In the steady state, our total body water content and salt content remain constant. An increase or decrease in water and salt intake is paralleled by an equivalent change in renal water and salt excretion.Homeostasis is achieved through the process of glomerular filtration of plasma to produce an ultrafiltrate. The tubules then process this ultrafiltrate so that the final urine flow rate and solute excretion meet the homeostatic needs of the body.
Osmolality and osmolarity are measurements of the solute concentration of a solution. In practice, there is negligible difference between the absolute values of the different measurements. For this reason, both terms are often used interchangeably, even though they refer to different units of measurement.
Osmolality is an estimation of the osmolar concentration of plasma and is proportional to the number of particles per kilogram of solvent; it is expressed as mOsmol/kg (the SI unit is mmol/kg but mOsmol/kg is still widely used). This is what is used when values are measured by a laboratory. Osmolality is measured by clinical laboratories using an osmometer - either a freezing point depression osmometer or a vapour pressure depression osmometer. The normal osmolality of extracellular fluid is 280-295 mOsmol/kg.
Osmolarity is an estimation of the osmolar concentration of plasma and is proportional to the number of particles per litre of solution; it is expressed as mmol/L. This is what is used when a calculated value is derived.
It is derived from the measured Na+, K+, urea and glucose concentrations. The osmolarity is unreliable in various conditions - eg, pseudohyponatraemia such as hyperlipidaemia in nephrotic syndrome, or hyperproteinaemia.
The following equations can be used to calculate osmolarity:
Calculated osmolarity = 2 (Na+) + 2 (K+) + Glucose + Urea (all in mmol/L); OR Calculated osmolarity = 2 (Na+) + Glucose + Urea (all in mmol/L).
The doubling of sodium accounts for the negative ions associated with sodium and the exclusion of potassium approximately allows for the incomplete dissociation of sodium chloride.
The term osmolarity has largely been superseded by osmolality, even when discussing calculated values. Osmolality is used for the rest of this article.
The osmotic gap (also called osmolal gap) is an arbitrary measure of the difference between the actual osmolality (measured by the laboratory) and the calculated osmolality. It is normally less than 10-15 mOsmol/kg (see local laboratory for range). Where the osmotic gap is increased, it indicates the presence of other osmotically active solutes which are not taken into account in the calculated osmolality - eg, in methanol or ethylene glycol ingestion.
Clinical relevance of osmolality
As cell membranes in general are freely permeable to water, the osmolality of the extracellular fluid (ECF) is approximately equal to that of the intracellular fluid (ICF). Therefore, plasma osmolality is a guide to intracellular osmolality.
This is important, as it shows that changes in ECF osmolality have a great affect on ICF osmolality - changes that can cause problems with normal cell functioning and volume (may even induce cytolysis).
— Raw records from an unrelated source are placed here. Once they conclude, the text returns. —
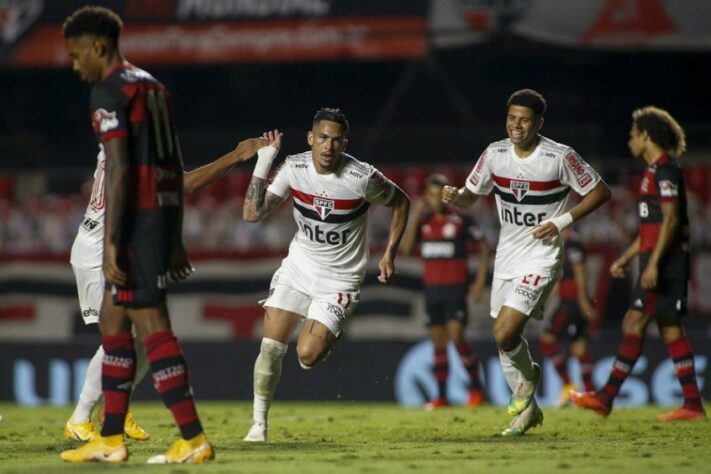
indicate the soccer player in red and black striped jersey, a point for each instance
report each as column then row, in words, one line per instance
column 444, row 236
column 132, row 118
column 662, row 246
column 570, row 319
- In normal people, increased osmolality in the blood will stimulate secretion of antidiuretic hormone (ADH). This will result in increased water reabsorption, more concentrated urine and less concentrated blood plasma. Diabetes insipidus is a condition caused by hyposecretion of, or insensitivity to, the effects of ADH. Elevation may be associated with stroke mortality.
- A low serum osmolality will suppress the release of ADH, resulting in decreased water reabsorption and more concentrated plasma.
- An increase of only 2% to 3% in plasma osmolality will produce a strong desire to drink. A change of 10% to 15% in blood volume and arterial pressure is required to produce the same response.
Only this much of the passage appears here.